Figure 5.

BzATP-dependent calcium signals in BTEC are sensitive to extracellular zinc and high calcium. (A) Representative traces of 100 µM BzATP-induced calcium signals in high zinc (10 and 50 µM) or calcium (10 mM) extracellular solution. (B,C) Peak amplitude and area of calcium signals shown in (A). Data are expressed as box and whiskers showing the median and 10–90 percentiles of at least 3 independent experiments for each condition (n ≥ 50).
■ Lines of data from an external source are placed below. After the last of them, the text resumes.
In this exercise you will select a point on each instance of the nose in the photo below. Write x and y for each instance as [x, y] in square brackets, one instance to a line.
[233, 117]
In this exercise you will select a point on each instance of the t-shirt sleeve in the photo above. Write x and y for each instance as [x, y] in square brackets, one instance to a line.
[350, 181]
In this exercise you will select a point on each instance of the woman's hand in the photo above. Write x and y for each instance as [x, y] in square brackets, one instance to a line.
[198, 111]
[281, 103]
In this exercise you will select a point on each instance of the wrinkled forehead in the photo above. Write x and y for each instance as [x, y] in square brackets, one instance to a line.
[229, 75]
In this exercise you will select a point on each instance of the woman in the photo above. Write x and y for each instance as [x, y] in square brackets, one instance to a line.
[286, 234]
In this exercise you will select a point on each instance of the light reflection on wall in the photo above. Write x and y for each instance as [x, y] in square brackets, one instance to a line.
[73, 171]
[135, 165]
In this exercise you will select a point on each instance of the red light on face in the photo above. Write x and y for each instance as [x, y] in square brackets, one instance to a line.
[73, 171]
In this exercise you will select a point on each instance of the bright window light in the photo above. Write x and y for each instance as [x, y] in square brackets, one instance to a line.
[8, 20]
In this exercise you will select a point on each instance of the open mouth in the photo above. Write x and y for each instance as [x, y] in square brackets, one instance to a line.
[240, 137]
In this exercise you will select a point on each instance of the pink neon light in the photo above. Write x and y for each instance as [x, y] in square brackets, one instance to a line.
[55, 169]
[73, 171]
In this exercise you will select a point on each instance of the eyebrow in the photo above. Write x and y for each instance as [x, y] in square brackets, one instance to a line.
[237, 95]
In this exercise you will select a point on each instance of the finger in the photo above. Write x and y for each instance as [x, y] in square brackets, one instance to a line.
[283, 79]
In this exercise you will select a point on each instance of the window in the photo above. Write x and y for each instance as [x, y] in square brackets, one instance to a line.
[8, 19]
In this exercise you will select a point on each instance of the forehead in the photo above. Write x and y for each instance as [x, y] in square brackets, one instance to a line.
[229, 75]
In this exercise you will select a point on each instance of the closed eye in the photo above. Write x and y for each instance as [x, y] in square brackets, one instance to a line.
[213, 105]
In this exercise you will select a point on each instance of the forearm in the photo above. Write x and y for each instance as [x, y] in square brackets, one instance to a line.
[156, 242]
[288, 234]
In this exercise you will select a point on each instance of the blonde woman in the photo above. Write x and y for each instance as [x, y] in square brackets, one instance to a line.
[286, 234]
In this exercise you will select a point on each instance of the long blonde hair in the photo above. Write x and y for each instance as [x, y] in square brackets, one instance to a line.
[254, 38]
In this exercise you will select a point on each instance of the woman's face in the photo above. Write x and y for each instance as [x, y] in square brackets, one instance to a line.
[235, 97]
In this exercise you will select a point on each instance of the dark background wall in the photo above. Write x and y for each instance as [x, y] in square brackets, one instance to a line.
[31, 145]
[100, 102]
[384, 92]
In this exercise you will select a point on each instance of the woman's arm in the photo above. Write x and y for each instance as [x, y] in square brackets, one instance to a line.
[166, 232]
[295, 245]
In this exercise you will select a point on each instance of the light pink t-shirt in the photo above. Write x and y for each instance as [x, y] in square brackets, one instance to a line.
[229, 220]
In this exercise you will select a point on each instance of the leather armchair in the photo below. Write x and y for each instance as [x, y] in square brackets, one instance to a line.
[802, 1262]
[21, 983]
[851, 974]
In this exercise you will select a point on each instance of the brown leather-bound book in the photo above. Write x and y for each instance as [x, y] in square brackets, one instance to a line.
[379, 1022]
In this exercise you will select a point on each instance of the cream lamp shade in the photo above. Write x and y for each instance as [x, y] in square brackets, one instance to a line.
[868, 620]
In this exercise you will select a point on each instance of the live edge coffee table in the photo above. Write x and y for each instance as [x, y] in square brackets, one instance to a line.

Kruskall–Wallis test: *** p-value < 0.0005. (D) Representative traces of the acute inhibitory effect of 50 µM ZnCl₂ on BzATP-induced calcium signals. (E) Percentage of BTEC migration in wound healing experiments at 8 h treatment with 100 µM BzATP, 50 µM ZnCl₂ or BzATP and 50 µM ZnCl₂ together. Data are expressed as box and whiskers showing the median and 10–90 percentiles of 3 independent experiments for each condition (n ≥ 140), each normalized to the corresponding control (CTR or 50 µM ZnCl₂). Mann–Whitney test comparing BzATP treatment to the corresponding control. *** p-value < 0.0005. (F) Percentage of BTEC migration in wound healing experiments at 8 h treatment with 100 µM BzATP, 10 mM CaCl₂ or BzATP and 10 mM CaCl₂ together. Data are expressed as box and whiskers showing the median and 10–90 percentiles of 3 independent experiments for each condition (n ≥ 140), each normalized to the corresponding control (CTR or 10 mM CaCl₂). Mann–Whitney test comparing BzATP treatment to the corresponding control. *** p-value < 0.0005.